Joe underlined the effect of the drama he was assessing
in his rear-viewing mirror with the cruel grin and slanting
flash of white teeth of a music-hall villain. Not quite
Ramon Novarro in Scaramouche but, even so – not bad! Not
bad at all! He could use that sardonic look at the casino or
strolling along the promenade in Nice. He recalled, with a
stir of excitement, the words his superior in the War Office
had used when encouraging him, for Reasons of State, to
undertake this journey to France: ‘I’m sure I don’t need to
remind you, Sandilands, that female companionship – if
that’s what you’re after – is available and of a superior
style in France.’ The Brigadier’s remark was uncharacteristically
indiscreet, unwittingly arousing. Joe had been surprised,
amused and then dismissive but the titillating
notion had stayed with him. His foot unconsciously
increased its pressure on the accelerator. Yes, he was eager
to be down there, sipping his first pastis under a blistering
Riviera sun, eyeing pretty women parading about in tennis
skirts and swimming costumes. And if they were enticing
your ear with a French accent – so much the better.
‘Ah! Bulldog Drummond races south, pistol in his hip
pocket, ready for a shoot-out with Le Bossu Masqué,’
commented a lazily teasing voice. Dorcas gave a showy
yawn to indicate she was open to conversation. ‘Only one
thing wrong. Pulling a face like that, you really ought to be
driving a Sports Bentley. You don’t cut much of a dash in
a Morris.’
‘Two things wrong. My female companion – that’s you –
ought to be bound and gagged and wriggling helplessly on
the back seat with her head in a bag.’
‘Le Bossu’s wicked accomplice whom you’ve taken
hostage?’
‘Very likely. Female of the species being what she is and
all that . . .’
Dorcas looked about her. ‘Oy! Didn’t I ask you to be sure
and tell me when we got to Valence?’
‘I was just about to wake you, though I can’t imagine
why I should bother. It’s not much of a place and we’re
driving straight by it.’
‘Family tradition! Father always marks our passage
through the town by shouting, “A Valence, le Midi com-
mence!” Though at the speed my family plods along in a
horse-drawn caravan we have more time to enjoy the
moment. Listen, Joe! In a minute or so, if you slow down
a bit, you’ll hear them. The cicadas. The sound of
Provence.’
Joe smiled. She was right. In a strange way, everything
behind them was of the north: green and quiet. The snowclad
Alps still funnelled their cold breath down the valley
of the river the road was following. But the land ahead was
tilted towards the sun. The atmosphere grew suddenly
more brilliant, the rush of air warmer.
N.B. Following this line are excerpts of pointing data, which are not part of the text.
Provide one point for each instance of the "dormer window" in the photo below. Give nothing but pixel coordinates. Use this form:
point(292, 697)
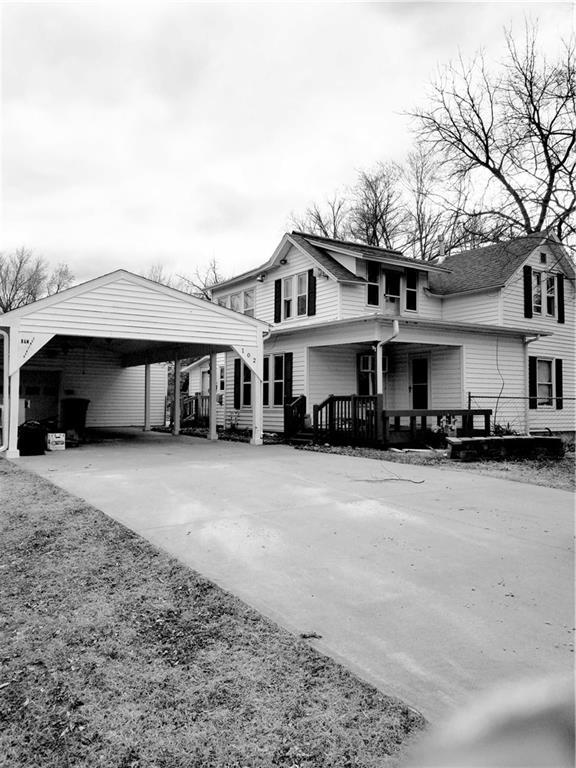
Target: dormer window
point(373, 279)
point(411, 290)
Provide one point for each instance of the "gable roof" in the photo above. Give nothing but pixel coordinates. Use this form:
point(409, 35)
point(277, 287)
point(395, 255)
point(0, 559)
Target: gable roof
point(321, 249)
point(489, 267)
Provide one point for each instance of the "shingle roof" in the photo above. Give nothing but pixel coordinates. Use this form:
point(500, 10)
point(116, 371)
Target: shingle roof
point(486, 267)
point(325, 261)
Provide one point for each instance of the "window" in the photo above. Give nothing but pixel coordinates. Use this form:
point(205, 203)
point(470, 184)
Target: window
point(287, 297)
point(249, 302)
point(246, 385)
point(544, 382)
point(275, 382)
point(411, 290)
point(302, 293)
point(537, 293)
point(551, 295)
point(373, 279)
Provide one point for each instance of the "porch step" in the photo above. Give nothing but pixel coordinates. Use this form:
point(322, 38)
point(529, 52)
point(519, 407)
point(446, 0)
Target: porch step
point(304, 437)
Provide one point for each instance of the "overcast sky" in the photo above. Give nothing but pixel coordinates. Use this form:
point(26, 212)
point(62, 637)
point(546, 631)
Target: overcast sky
point(171, 133)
The vegetation was
changing and he welcomed the sight of the first outlying
umbrella pines and the narrow dark fingers of cypress
trees leaning gently before the wind, beckoning them on.
Soon there would be olives fluttering the silvery underside
of their leaves at him.
He took his foot off the accelerator and, hearing his first
cicada, decided to stand in for her absent father, Orlando.
The girl had little enough in the way of family life; the least
he could do was reinforce the few happy memories she
chose to share with him. ‘Le Midi commence!’ he shouted.
‘Here comes the South!’
Satisfied, the ritual complete, Dorcas breathed in the
changing perfumes and asked for the umpteenth time: ‘Are
we nearly there, Joe?’ to annoy him.
He decided to bore her back to sleep again with a recitation
of distances, speeds and map references but a rush of
good humour cut him short. ‘No! Miles to go before bedtime.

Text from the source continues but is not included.